Os municípios brasileiros partilham, nesta sexta-feira (20), mais de R$ 2 bilhões referentes ao segundo decêndio de fevereiro do Fundo de Participação dos Municípios (FPM). O montante representa um aumento de 55% em relação ao mesmo período do ano passado, quando foram transferidos R$ 1,3 bilhão.
De acordo com o especialista em orçamento público Cesar Lima, por se tratar de um repasse de meio de mês, é comum que o valor seja inferior ao dos demais decêndios. Ainda assim, ele destaca que a comparação anual aponta uma trajetória de crescimento do fundo.
“Temos um resultado positivo em comparação ao ano anterior. O ano tem apresentado um viés favorável em relação aos valores do FPM. Há um cenário de pleno emprego e ainda não sentimos integralmente os efeitos das mudanças no Imposto de Renda para quem recebe até R$ 5 mil. Por isso, o resultado permanece mais positivo”, afirma.

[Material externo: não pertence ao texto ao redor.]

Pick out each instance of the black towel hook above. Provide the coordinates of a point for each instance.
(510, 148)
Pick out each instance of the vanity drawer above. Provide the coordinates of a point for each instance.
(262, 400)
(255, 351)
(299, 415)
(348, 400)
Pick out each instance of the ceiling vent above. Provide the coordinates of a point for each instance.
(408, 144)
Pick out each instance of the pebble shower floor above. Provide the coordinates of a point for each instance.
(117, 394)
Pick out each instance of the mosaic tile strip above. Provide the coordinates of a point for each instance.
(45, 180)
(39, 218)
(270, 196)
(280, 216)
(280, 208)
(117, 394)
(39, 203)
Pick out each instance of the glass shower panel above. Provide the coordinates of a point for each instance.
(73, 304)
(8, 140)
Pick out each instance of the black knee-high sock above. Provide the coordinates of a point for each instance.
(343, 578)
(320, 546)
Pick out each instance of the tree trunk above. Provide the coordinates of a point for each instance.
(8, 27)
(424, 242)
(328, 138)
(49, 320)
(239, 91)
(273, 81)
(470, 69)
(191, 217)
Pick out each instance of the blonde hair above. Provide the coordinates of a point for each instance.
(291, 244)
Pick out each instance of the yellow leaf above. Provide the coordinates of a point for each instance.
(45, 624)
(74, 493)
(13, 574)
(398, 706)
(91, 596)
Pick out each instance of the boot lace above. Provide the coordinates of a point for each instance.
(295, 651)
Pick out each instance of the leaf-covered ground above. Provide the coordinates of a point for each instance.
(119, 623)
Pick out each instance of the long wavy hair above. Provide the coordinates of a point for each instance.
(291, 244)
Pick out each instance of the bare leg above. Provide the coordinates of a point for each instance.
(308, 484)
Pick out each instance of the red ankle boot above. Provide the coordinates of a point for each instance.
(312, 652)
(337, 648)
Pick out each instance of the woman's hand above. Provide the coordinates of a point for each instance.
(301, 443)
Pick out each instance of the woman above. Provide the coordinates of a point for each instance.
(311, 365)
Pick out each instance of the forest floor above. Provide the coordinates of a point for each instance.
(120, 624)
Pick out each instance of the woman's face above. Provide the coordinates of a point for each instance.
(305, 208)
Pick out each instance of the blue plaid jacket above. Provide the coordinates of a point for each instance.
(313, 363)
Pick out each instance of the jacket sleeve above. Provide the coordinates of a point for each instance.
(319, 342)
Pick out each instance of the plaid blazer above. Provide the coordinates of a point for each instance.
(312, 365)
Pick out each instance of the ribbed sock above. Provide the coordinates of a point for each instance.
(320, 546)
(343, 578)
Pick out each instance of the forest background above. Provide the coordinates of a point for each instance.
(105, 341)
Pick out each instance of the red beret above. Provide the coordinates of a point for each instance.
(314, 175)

Os recursos do FPM são compostos por parcelas arrecadadas pela União por meio do Imposto de Renda (IR) e do Imposto sobre Produtos Industrializados (IPI). Os coeficientes de participação de cada município são definidos pelo Tribunal de Contas da União (TCU), com base principalmente no número de habitantes, conforme dados oficiais.
Estados com maiores volumes
Entre os estados, São Paulo lidera o volume de recursos neste decêndio, com cerca de R$ 250 milhões. No estado, municípios como Bragança Paulista, Carapicuíba e Cotia registram repasses superiores a R$ 1 milhão.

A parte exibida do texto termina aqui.